Maka kita perlu menghadirkan bayang-bayang itu. Bagaimana kalau Alloh tidak mengampuni kita? Sudah cukupkah usaha kita memohon ampun dan bertaubat? Ataukah kita hanya bermain-main saja? Belum cukupkah kasih sayang Alloh yang tiada henti agar kita segera kembali? Alloh betapa Maha Penyabar menyaksikan kedurhakaan kita. Sudah siapkah kita merasakan siksaan yang satu harinya sama dengan seribu tahun dunia? Kulit yang ditebalkan setebal-tebalnya agar merasa sebenar-benarnya, hingga semuanya telah hangus, dibentuk seperti semula untuk diulanginya terus menerus tiada henti.
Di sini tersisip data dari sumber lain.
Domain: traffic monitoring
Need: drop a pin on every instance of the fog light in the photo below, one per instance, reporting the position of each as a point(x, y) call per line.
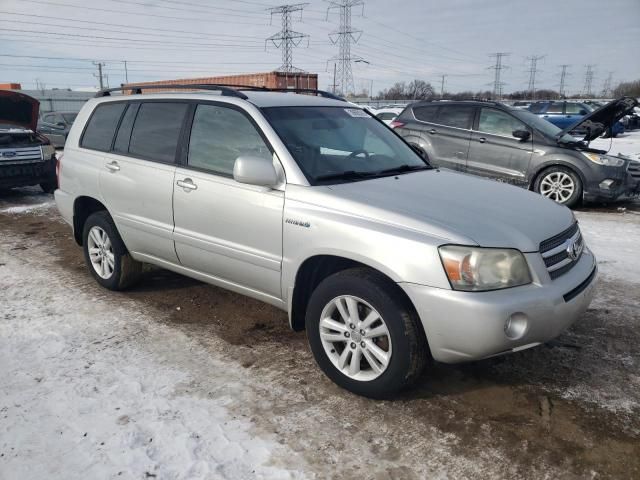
point(606, 184)
point(516, 326)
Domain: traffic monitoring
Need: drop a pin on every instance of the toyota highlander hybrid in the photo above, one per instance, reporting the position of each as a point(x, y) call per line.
point(315, 206)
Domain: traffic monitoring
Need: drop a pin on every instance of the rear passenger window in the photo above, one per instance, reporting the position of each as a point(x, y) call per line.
point(102, 126)
point(220, 135)
point(124, 132)
point(426, 114)
point(459, 116)
point(156, 131)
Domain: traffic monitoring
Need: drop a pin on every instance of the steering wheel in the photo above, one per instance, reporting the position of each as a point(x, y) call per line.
point(358, 152)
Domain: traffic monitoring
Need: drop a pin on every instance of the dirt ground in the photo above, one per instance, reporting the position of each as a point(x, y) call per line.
point(569, 409)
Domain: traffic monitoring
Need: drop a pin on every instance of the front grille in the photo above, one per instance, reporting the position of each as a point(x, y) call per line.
point(561, 252)
point(12, 156)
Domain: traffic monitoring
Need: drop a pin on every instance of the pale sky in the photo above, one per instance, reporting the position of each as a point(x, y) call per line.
point(401, 40)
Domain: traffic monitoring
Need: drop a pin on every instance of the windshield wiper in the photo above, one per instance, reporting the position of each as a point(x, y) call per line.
point(403, 168)
point(348, 175)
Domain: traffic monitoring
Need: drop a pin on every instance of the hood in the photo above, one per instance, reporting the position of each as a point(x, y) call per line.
point(603, 118)
point(18, 109)
point(456, 207)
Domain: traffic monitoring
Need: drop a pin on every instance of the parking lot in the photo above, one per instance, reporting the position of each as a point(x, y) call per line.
point(178, 379)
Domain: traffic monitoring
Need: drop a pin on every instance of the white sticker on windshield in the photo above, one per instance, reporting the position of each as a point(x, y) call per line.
point(356, 112)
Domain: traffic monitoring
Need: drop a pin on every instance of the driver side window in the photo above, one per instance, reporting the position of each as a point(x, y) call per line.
point(499, 123)
point(219, 135)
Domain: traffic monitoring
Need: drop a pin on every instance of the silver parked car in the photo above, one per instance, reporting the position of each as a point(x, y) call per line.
point(315, 206)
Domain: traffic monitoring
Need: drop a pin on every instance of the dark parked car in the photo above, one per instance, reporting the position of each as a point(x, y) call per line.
point(564, 114)
point(56, 125)
point(515, 146)
point(26, 157)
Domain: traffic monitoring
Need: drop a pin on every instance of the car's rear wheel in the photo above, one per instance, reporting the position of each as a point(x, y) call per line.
point(560, 184)
point(364, 334)
point(106, 255)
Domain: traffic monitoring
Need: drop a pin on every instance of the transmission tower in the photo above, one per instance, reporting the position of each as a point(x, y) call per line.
point(344, 36)
point(533, 69)
point(606, 88)
point(563, 80)
point(498, 67)
point(587, 90)
point(286, 39)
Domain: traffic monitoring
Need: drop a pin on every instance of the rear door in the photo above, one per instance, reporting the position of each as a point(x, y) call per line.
point(136, 180)
point(495, 152)
point(225, 229)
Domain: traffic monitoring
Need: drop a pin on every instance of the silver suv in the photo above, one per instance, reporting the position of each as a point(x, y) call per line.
point(315, 206)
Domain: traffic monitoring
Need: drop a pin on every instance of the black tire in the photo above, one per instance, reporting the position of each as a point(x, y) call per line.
point(49, 187)
point(126, 270)
point(575, 198)
point(409, 345)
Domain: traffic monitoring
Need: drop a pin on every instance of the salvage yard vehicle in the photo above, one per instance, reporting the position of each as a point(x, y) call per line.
point(26, 157)
point(511, 145)
point(308, 203)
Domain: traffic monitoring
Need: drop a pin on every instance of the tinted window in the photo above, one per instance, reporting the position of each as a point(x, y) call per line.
point(459, 116)
point(426, 114)
point(220, 135)
point(124, 132)
point(156, 131)
point(498, 123)
point(102, 126)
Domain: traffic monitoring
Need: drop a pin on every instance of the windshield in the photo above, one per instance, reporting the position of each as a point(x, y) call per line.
point(547, 129)
point(337, 144)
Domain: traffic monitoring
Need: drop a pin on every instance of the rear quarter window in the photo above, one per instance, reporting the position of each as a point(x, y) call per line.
point(102, 126)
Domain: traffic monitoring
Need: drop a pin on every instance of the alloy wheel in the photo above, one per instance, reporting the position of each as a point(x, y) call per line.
point(355, 338)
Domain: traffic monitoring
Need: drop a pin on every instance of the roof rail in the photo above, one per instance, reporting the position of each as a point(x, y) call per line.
point(225, 90)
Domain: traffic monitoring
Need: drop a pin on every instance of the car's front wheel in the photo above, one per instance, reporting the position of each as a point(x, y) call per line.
point(106, 255)
point(561, 185)
point(364, 334)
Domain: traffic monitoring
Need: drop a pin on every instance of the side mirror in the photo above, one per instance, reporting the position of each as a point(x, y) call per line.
point(255, 171)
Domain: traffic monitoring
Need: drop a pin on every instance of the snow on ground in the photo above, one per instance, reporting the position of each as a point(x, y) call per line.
point(116, 408)
point(627, 143)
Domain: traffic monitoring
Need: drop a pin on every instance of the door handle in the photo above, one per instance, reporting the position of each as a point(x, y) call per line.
point(112, 166)
point(187, 184)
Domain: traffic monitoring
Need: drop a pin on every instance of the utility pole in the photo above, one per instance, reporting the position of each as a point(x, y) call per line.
point(344, 36)
point(99, 76)
point(286, 39)
point(588, 82)
point(563, 80)
point(606, 88)
point(533, 69)
point(498, 67)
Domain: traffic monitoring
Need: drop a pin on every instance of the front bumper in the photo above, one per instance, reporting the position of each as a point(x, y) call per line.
point(25, 174)
point(465, 326)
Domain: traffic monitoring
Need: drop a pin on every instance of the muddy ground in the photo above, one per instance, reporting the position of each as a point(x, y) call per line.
point(569, 409)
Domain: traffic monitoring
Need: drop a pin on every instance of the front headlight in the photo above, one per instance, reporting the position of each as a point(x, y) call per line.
point(48, 151)
point(475, 269)
point(605, 160)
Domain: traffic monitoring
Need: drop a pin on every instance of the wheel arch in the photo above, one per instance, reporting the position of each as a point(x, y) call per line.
point(315, 269)
point(84, 206)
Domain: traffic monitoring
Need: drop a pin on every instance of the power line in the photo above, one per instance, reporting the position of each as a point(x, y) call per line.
point(533, 69)
point(343, 36)
point(587, 89)
point(286, 39)
point(498, 67)
point(563, 79)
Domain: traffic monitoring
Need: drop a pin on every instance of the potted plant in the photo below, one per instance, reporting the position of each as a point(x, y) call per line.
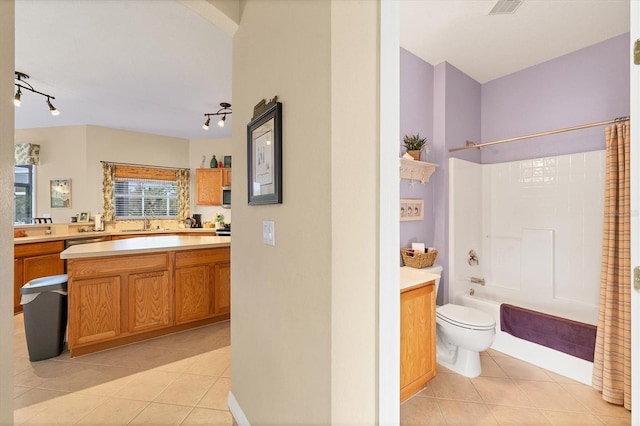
point(414, 144)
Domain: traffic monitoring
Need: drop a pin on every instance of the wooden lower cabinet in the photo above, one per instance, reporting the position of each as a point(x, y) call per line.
point(417, 338)
point(124, 299)
point(34, 260)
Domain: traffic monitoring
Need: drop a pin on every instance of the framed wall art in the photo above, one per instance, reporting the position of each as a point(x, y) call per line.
point(60, 190)
point(411, 209)
point(264, 156)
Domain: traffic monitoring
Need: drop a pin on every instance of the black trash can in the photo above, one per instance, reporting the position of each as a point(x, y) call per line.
point(44, 304)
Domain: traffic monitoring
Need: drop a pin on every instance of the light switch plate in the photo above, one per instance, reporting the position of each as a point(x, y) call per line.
point(269, 232)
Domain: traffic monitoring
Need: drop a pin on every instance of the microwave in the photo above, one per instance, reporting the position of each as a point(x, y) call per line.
point(226, 197)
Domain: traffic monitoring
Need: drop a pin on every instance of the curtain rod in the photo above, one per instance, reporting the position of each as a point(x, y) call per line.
point(472, 145)
point(144, 165)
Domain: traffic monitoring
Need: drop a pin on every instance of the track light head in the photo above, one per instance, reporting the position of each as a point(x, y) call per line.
point(21, 83)
point(223, 111)
point(52, 109)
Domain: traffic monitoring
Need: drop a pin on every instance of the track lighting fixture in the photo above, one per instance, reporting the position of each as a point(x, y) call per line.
point(226, 109)
point(21, 83)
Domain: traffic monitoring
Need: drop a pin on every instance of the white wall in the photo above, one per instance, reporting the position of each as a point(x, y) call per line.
point(7, 53)
point(541, 229)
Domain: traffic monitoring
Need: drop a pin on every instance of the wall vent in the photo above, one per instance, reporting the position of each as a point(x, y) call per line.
point(505, 7)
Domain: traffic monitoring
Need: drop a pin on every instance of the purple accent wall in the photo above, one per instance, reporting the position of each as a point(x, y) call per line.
point(416, 116)
point(457, 110)
point(586, 86)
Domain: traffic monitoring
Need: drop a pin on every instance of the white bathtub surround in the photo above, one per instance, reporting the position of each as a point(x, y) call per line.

Asapnya mengepung dari tiga penjuru, tidak menjadi penaung apalagi penghilang panasnya. Justeru menyemburkan bunga api yang sangat panas sebesar dan setinggi istana. Bagaikan iring-iringan unta kuning. Panas api neraka yang berlipat tujuh puluh kali dari api dunia. Yang bahan bakarnya manusia dan batu.